Villa Ottelio Savorgnan sul fiume Stella ad Ariis di Rivignano

La Chiamata, dal I Libro di Samuele 3, 1-10

Samuele, figlio di Anna, era un ragazzo del Vicino Oriente antico e viveva presso Eli, vecchio sacerdote del Santuario di Sion dove era custodita l’Arca dell’Alleanza con il Signore Iahwe. Una notte udì una voce che lo chiamava “Samuele, Samuele“. Pensando fosse il suo maestro e ospite, si alzò e andò dal vecchio, il quale, svegliatosi, gli disse di non averlo chiamato e di tornare a dormire. Ancora una volta Samuele udì la voce che lo chiamava per nome, e alzatosi convinto fosse stato ancora Eli a chiamarlo, fu da questi invitato a tornare al sonno ristoratore. Accadde però che ancora una volta sentì la voce che lo chiamava con il suo nome “Samuele!”. Tornato dal vecchio Eli, questi comprese che Qualcuno stava certamente chiamando il suo giovane allievo e gli disse: “Se sarai di nuovo chiamato, rispondi: parla Signore, il tuo servo ti ascolta“. E allora Samuele tornò al suo giaciglio … finché fu di nuovo chiamato e rispose come gli aveva suggerito Eli.

E Samuele divenne un profeta d’Israele, testimone del cambiamento epocale di una storia tribale che divenne popolo e nazione. Samuele fu “chiamato” … come ognuno di noi.

Pensavo, appunto, stamani, correndo lungo un viottolo, un’interpoderale, nel freddo di questo gennaio limpido. Quale è stata la mia chiamata? E mi sono risposto: fin da quando, ero piccolo, vedevo mio padre partire per un paese lontano … era lontana la Germania, allora lui stava via dieci mesi, e così fu per quattordici stagioni.

E così il lavoro fu la mia vocazione, il lavoro che vedevo cercato, che vedevo agognato dalle decine di uomini che partivano ogni inizio di marzo con il pullman per i grandi boschi e le colline petrose dell’Assia, a cavar pietra.  E poi il ritorno, che era quasi inverno, e  poi qualcuno non ripartiva, e qualcuno si faceva male come Giovanni di Ariis, e qualcuno moriva, come il povero Beppino, ad appena vent’anni.

Tutta la mia vita, la scuola, il lavoro, gli studi universitari portati avanti con il lavoro, la cultura coltivata con assidua cura, i cambiamenti, la ricerca di crescere per non perdere le occasioni, per restare competitivo, e studiare ancora, ancora e sempre, guardando con attenzione il cambiamento, aiutando altri, esplorando i segnali deboli di ciò che rapidamente si avvicinava, si avvicina, rischiando di travolgerti … e quindi il timore di non farcela, di perdere l’onda che passa, sapendo di non avere coperture o protezioni, o guarentigie, o paracadute, esposto come un esploratore del nuovo, davanti le mille strade del deserto e dover sceglierne una, e poter sbagliare sempre, libero, ma come “libero di dover fare quello che devo fare”.Libers di scugnì là” (Liberi di dover andare), scriveva Leonardo Zanier, parlando anche di mio padre emigrante.

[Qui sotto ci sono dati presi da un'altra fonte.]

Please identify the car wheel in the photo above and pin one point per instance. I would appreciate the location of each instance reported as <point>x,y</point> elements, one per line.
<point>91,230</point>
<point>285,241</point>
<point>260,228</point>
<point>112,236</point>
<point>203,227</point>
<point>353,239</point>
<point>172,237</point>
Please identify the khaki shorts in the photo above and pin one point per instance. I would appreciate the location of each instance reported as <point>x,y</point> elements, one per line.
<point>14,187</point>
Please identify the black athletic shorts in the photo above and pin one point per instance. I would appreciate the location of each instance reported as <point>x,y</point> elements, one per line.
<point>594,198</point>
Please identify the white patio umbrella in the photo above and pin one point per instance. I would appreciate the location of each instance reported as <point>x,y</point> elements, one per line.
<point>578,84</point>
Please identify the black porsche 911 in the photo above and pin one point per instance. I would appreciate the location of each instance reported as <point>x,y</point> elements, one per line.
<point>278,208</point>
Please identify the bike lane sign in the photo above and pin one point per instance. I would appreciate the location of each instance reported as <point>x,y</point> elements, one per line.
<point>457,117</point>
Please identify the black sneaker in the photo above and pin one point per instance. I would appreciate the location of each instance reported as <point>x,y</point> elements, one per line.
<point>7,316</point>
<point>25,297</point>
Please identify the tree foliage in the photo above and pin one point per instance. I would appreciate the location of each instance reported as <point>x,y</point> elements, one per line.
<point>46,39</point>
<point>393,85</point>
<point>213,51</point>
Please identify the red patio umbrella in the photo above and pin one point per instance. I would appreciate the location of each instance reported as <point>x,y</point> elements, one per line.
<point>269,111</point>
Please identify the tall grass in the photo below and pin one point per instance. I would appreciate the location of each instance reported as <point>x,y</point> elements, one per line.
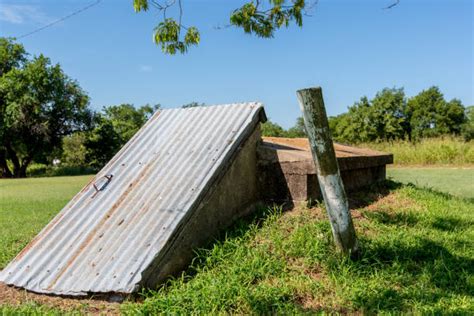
<point>430,151</point>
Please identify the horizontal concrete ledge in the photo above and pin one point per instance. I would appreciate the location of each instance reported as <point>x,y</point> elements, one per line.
<point>287,171</point>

Kantianamente attendo al devo perché devo. Libero di volere ciò che faccio, non di fare quello che voglio.

Il lavoro come identità di un sé dialogante con un io a volte incerto, ma che lentamente si sta convincendo della chiamata ricevuta. Ri-nato io molte volte e in molte stagioni, cosicché quando Pietro volle chiamarmi così, sentì forse una voce interiore che gli diceva “il nome lo aiuterà“, chiamato sul versante giusto della mia vita.

Grazie a Pietro e grazie a Luigia che mi guardano dall’Alto.